Mr. D. F. Ross testified that he made the arrangements with Mr. Bowman to haul the caliche for $.35 per yard; that no time limit was fixed as to when they were to complete the hauling of the caliche; that there was no provision in the arrangement that forbade him from terminating the relationship at any time. He testified further that it came to his attention that the truckers wanted their' checks made individually but that he informed his secretary that they were not to get separate checks and that he did not require that the job be completed in any particular time. Mr. Ross further testified that if Mr. Bowman had not been on the job at any time by reason of illness, he or some other person in his organization would have told the men what to do and would have complete control of them.
This Court has more than once distinguished between an independent contractor and an employee. In Bland v. Greenfield Gin Co., 48 N.M. 166, 146 P.2d 878, 881, the Court quoted from Burruss v. B. M. C. Logging Co., 38 N.M. 254, 31 P.2d 263, as follows:
“The employee renders personal service. The independent contractor may or may not. In both cases, the employer exercises authority. Beyond doubt the character of such authority or control is the usual and generally accepted test. The result to be achieved by the independent contractor is controlled by the employer. But, when the control descends to the details or to the means and methods of performance, we have a servant or employee. This general test we find variously stated.”

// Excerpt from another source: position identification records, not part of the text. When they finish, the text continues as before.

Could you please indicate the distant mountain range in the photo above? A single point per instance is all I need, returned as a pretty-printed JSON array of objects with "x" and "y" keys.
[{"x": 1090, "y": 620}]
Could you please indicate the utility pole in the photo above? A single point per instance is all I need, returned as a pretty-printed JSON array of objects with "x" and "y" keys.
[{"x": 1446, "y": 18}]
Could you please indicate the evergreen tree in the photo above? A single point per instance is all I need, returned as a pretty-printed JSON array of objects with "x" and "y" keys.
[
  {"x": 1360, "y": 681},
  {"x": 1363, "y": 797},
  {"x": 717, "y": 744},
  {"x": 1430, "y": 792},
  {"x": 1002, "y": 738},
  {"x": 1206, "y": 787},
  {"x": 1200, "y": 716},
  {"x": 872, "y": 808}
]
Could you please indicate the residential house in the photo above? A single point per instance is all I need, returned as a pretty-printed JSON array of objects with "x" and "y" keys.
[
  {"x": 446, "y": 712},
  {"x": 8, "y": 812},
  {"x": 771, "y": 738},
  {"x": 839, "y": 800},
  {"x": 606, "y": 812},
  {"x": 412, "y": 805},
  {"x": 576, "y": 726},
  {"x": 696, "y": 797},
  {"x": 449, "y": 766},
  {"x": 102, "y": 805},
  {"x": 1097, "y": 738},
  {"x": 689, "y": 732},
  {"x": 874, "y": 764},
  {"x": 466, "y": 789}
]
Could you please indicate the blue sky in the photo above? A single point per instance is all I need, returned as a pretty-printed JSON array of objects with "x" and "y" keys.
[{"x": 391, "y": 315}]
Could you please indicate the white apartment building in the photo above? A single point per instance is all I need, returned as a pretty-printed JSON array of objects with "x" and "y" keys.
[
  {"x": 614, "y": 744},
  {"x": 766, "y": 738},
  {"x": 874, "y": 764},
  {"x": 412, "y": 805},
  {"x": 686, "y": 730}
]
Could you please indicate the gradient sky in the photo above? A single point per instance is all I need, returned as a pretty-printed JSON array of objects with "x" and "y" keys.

In the same case, it was further said:
“The question was, again, before this court in American Employers’ Ins. Co. of Boston, Mass., v. Grabert, 39 N.M. 173, 42 P.2d 1116, 1117. The •dominant element, in this case, against the contention that the deceased was an independent contractor, was the unchallenged finding of the trial court that the arrangement could be terminated, at any time, by either claimant, or the mining company, with or without cause, and without either party incurring liability for so doing. The court said:
“ ‘ * * * The power of instant discharge of the plaintiff by the mining company dominates the elements otherwise sometimes employed as tests to determine the question whether a person in service is an employee or an independent contractor.’ ”
As to the distinction between an independent contractor and employee see, also, De Palma v. Weinman, 15 N.M. 68, 103 P. 782, 785, 24 L.R.A.,N.S. 423; Sucetti v. Jones’ Estate, 38 N.M. 327, 32 P.2d 815; In re Maurray, 130 Me. 181, 154 A. 352, 75 A.L.R. 720.
We have shown above that there is substantial evidence from which it might be said that the truckers in this case were not independent contractors; and we have also shown that there is substantial evidence from which it might be concluded that the truckers were employees of Witt & Ross, Inc. The evidence is conflicting and it became the duty of the court to permit the jury to determine whether the truckers were independent contractors or employees. Manby v. Voorhees, 27 N.M. 511, 203 P. 543; Jones v. Jernigan, 29 N.M. 399, 233 P. 100; Salas v. Olmos, 47 N.M. 409, 143 P.2d 871; Southern Union Gas Co. v. Cantrell, 56 N.M. 184, 241 P.2d 1209; Vehn v. Bergman, 57 N.M. 351, 258 P.2d 734.
The second proposition submitted by the appellant, Witt & Ross, Inc., is that the court should have held that the evidence raised an issue of negligence against the Gulf Refining Company so that the question of its liability should have been submitted to the jury.
We have carefully reviewed the record on the question and can find no substantial evidence therein sufficient to raise the issue of concurrent negligence on the part of Gulf Refining Company.
The verdict and judgment of the lower court should be affirmed with the costs of the appeal to this court being assessed to the appellants.
It is so ordered.
LUJAN, C. J., and COMPTON, JJ., concur. McGHEE and SADLER, J., not participating.